Burned out 2 5V regulators on Power Distribution boards

We have burned out 2 5-volt regulators on different Power Distribution Boards. Has anyone else had this problem?

The only thing the 5-volt connector was powering was our camera. We double checked our wiring and it was correct. The camera is electrically insulated from the frame, as required by rule R41.

The specifications on this regulator indicate that it has a 3 amp capability and it that it has over-current protection. In spite of this, on two separate boards we experienced a strong burning smell, followed by a loss of our 5-volt supply.

In the interim we wired up a simple 7805 5-volt regulator, connected to an unused 12 volt circuit breaker, and this works just fine, except that it contradicts rule R43.

JS,
That really sounds like a wiring problem, maybe a pinched wire somewhere, or a wayward strand. Does the camera power from the wall wart OK or does that supply get hot?

The camera powers up properly from a wall wart or the 7805. Power surges at ~ 1 amp for under a second, then holds steady at ~ 300 ma.

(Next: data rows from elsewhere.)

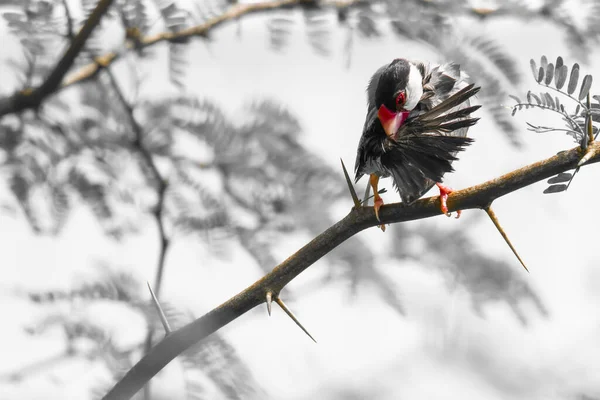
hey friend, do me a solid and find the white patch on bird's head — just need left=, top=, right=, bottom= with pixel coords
left=404, top=63, right=423, bottom=111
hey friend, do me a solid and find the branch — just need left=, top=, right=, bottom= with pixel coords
left=102, top=141, right=600, bottom=400
left=105, top=68, right=170, bottom=400
left=61, top=0, right=75, bottom=40
left=0, top=0, right=364, bottom=119
left=0, top=0, right=115, bottom=117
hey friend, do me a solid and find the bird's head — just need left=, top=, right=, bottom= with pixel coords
left=374, top=59, right=423, bottom=137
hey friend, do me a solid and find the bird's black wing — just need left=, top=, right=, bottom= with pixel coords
left=381, top=84, right=480, bottom=203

All of the reports I’ve received of damaged 5V regulators on the PD were caused by a lack of isolation between the camera and the chassis. The failure mode is that a trace on the underside of the board acts as a one-time-fuse.

The only other failure mode that that supply has reported is that it smokes when reverse biased on the Analog breakout.

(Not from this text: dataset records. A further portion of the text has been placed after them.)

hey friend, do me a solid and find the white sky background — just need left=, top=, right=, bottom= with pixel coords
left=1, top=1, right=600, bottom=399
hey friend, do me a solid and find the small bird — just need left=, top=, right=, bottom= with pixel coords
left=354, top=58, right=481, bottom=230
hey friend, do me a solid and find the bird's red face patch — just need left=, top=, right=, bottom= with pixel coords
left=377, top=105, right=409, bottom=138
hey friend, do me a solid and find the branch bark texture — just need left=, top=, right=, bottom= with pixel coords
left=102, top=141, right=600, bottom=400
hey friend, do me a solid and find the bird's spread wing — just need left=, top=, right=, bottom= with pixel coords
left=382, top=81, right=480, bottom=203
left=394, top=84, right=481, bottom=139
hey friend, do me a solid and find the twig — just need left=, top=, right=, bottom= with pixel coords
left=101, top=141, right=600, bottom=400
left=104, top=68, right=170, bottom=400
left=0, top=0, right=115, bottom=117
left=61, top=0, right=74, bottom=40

I did see one failure in which the robot did pass R43. The camera was somehow shorted to the output of a victor. Once the victor was turned on, it completed the circuit and released the doom.

If you are using the kit metal pan/tilt unit that you will have a dynamic short that only occurs when the robot is accelerating.

Please check to see if you are encountering a similar situation.

Jerry,

I strongly urge you to post your issue on the FIRST forum here which is regularly visited by the engineers who designed the circuit you are having problems with.

Regards,

Mike

It’s important to remember that, assuming Eric is right about the shorted camera chassis in your system, there is at least 1 other failure in your wiring. Something else must also be touching your robot frame/pan-tilt system. You should definitely probe around your robot and find shorts from the battery terminals to various metal parts on your robot.